Cindy started doing half-hearted t’ai chi exercises in front of the mirror.

‘So on the day you discovered your husband’s body, you were sunbathing as usual and you fell asleep. A loud noise woke you — about what time would that have been?’

Cindy wrinkled her nose. ‘Maybe eleven. I was asleep the first time, then I heard it again. At first I thought it was a car backfiring. It was just one loud bang. Then I saw all these birds flying up, from the garden by the shrubbery. You can’t see the pool from the balcony, just the edge of the garden, so I called Harry, wondering if he was messing about.’

‘Messing about?’

‘Yeah. Sometimes he’d take pot-shots at the birds. It used to make me mad as hell, because once he killed one.’

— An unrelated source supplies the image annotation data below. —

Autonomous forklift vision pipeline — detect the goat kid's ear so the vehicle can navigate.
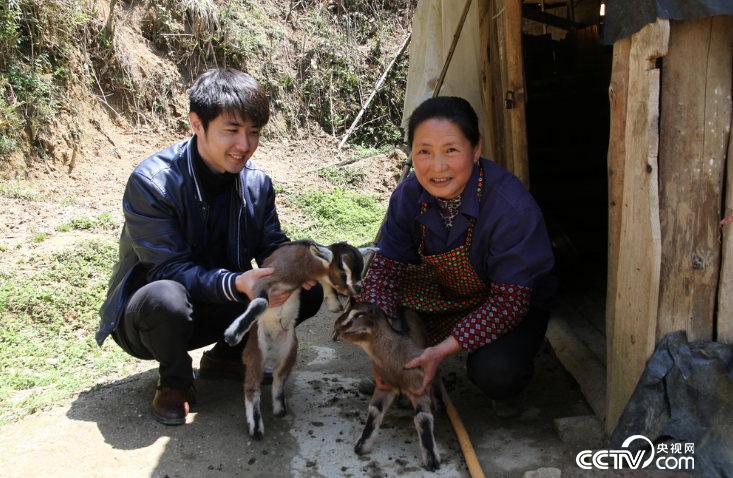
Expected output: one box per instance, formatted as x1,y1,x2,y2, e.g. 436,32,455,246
385,312,410,335
310,244,333,267
359,246,379,260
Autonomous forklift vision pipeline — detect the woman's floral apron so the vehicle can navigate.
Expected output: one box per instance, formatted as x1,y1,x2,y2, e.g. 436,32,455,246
402,169,489,345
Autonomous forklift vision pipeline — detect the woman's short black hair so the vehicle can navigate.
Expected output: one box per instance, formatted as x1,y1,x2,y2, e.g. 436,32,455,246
407,96,481,147
188,68,270,131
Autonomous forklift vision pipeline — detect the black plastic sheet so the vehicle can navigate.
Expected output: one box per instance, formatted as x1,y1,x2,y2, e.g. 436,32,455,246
610,332,733,477
603,0,733,45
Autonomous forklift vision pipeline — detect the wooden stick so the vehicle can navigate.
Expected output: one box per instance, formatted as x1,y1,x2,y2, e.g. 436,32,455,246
338,34,412,150
433,0,471,98
443,392,484,478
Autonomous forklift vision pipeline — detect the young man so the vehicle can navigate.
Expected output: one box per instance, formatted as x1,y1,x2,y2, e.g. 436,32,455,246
96,68,323,425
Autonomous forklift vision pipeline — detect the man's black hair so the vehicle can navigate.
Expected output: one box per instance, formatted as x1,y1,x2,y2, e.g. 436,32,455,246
188,68,270,131
407,96,481,147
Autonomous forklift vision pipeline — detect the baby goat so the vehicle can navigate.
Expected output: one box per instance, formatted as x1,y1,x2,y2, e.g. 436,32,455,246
224,241,364,440
333,304,443,471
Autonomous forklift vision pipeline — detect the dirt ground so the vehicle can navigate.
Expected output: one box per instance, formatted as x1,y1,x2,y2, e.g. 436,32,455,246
0,309,599,477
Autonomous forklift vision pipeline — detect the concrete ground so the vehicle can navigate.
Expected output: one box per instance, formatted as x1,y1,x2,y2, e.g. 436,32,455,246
0,309,648,478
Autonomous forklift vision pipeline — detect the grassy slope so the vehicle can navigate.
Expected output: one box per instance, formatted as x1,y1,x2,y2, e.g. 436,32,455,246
0,0,404,424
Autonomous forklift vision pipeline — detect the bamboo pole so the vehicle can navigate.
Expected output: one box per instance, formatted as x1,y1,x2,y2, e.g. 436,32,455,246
338,34,412,150
433,0,472,98
443,392,484,478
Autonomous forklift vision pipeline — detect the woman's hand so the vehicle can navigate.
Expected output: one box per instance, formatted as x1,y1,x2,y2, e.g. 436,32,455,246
405,336,461,395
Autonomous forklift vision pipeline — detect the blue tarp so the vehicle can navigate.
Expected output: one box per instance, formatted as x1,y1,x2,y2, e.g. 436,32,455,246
603,0,733,45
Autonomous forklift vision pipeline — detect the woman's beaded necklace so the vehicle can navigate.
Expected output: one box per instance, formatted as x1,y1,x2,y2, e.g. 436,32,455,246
436,196,461,229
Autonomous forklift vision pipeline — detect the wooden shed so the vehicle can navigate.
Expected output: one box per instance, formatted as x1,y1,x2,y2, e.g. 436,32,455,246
405,0,733,432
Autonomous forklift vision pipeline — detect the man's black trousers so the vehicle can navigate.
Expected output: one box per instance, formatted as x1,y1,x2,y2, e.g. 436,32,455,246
112,280,323,389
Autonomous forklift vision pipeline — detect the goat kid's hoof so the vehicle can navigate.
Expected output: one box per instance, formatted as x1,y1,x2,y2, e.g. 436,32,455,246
354,441,371,455
425,457,440,471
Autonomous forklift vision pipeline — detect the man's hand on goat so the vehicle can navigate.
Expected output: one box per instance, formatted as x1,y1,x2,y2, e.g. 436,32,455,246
405,336,461,395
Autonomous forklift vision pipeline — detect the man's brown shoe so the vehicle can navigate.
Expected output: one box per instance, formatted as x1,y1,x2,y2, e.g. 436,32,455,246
199,350,244,380
153,387,189,425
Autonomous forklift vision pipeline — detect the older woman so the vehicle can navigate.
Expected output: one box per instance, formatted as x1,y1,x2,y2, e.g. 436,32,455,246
360,97,553,408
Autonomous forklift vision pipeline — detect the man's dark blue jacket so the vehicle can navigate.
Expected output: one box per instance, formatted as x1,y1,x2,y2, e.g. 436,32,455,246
96,138,287,345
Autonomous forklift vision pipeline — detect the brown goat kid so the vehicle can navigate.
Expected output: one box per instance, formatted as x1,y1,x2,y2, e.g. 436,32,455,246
224,241,364,440
333,304,443,471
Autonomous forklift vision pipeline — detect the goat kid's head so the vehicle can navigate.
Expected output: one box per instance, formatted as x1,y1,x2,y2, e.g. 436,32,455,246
331,302,386,342
328,242,374,297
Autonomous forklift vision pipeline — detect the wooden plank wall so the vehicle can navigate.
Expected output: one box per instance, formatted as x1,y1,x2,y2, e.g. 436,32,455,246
479,0,529,186
716,127,733,344
499,0,529,187
606,38,631,378
656,17,733,340
477,0,499,161
606,20,669,432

Lorraine doodled on her pad as Cindy went into a long monologue on how she loved all of nature’s creatures. Finally she interrupted, ‘You know, Cindy, if you’re found guilty of murdering your husband, you’ll be locked up in a prison and you’ll be hard pushed to hear a single tweet. Now I know it may be tedious, but I have to ask all these questions so I know exactly what I should—’

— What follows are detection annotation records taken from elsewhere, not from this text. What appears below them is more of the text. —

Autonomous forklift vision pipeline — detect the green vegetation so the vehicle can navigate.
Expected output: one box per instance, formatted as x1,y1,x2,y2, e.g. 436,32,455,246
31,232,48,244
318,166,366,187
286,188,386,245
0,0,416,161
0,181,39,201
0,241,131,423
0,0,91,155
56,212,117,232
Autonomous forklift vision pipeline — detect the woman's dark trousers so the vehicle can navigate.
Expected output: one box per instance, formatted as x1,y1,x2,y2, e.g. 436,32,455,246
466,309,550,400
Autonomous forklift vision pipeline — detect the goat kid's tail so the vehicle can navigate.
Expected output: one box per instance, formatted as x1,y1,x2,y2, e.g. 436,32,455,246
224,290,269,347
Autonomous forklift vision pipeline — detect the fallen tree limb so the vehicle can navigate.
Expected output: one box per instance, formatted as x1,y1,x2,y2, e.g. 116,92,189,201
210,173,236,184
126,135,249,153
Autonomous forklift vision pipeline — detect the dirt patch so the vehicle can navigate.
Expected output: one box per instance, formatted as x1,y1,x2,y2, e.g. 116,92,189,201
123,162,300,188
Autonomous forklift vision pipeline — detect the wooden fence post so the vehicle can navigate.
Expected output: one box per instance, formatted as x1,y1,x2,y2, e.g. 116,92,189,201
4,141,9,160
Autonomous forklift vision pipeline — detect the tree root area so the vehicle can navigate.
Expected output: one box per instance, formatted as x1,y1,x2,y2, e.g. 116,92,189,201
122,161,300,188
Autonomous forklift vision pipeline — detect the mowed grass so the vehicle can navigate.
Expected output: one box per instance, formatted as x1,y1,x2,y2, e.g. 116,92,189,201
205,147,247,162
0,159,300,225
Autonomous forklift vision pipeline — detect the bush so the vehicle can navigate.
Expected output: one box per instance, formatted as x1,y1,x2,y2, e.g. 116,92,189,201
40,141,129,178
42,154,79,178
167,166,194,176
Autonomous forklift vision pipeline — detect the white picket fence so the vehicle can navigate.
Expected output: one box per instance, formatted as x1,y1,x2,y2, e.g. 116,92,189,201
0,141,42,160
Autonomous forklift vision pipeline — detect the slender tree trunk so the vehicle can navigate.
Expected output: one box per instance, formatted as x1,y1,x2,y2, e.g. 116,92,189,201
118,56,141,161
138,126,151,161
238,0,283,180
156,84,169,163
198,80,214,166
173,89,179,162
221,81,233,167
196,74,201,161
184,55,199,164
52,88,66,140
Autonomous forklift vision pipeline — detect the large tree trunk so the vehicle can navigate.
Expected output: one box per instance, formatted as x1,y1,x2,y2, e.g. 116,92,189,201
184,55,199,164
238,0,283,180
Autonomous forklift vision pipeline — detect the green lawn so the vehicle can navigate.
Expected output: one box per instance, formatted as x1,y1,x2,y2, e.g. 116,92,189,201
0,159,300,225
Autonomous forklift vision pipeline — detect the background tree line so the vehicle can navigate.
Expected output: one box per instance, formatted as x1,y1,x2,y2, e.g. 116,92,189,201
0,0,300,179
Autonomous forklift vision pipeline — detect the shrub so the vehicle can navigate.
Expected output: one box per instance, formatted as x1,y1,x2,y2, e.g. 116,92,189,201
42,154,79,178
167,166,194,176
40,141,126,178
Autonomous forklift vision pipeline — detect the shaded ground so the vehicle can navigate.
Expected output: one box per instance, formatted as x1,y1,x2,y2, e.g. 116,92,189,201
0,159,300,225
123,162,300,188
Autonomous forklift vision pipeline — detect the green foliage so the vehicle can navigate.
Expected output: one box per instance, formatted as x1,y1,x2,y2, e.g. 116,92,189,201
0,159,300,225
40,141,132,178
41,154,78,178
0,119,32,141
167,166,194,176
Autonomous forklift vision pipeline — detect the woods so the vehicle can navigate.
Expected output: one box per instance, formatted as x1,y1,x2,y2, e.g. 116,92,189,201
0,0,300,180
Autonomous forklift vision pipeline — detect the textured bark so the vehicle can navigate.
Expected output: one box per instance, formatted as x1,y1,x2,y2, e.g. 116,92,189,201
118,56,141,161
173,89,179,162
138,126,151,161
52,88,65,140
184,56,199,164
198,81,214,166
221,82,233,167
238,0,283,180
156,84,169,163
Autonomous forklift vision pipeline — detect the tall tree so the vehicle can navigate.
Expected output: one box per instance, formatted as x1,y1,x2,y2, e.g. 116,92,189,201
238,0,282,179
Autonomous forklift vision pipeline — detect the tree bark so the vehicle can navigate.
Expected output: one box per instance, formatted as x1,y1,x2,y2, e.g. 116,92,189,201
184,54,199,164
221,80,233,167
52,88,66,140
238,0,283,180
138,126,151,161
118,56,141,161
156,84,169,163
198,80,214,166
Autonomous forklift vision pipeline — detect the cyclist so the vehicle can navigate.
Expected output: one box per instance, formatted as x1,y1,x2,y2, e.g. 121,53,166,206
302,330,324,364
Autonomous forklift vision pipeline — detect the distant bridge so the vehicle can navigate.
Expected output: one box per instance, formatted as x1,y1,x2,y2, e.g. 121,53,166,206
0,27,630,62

‘I never killed him,’ the girl said, red-faced with anger.

‘I know you didn’t, but you’re to stand trial for it, unless—’

‘I never killed him. I found him, that’s all.’

‘So, will you close your eyes and tell me exactly what you did, from the time the noise woke you to the moment you discovered your husband’s body?’

Cindy covered her eyes with her hands. ‘You mean, like creatively visualize?’ Clearly this was something she was familiar with.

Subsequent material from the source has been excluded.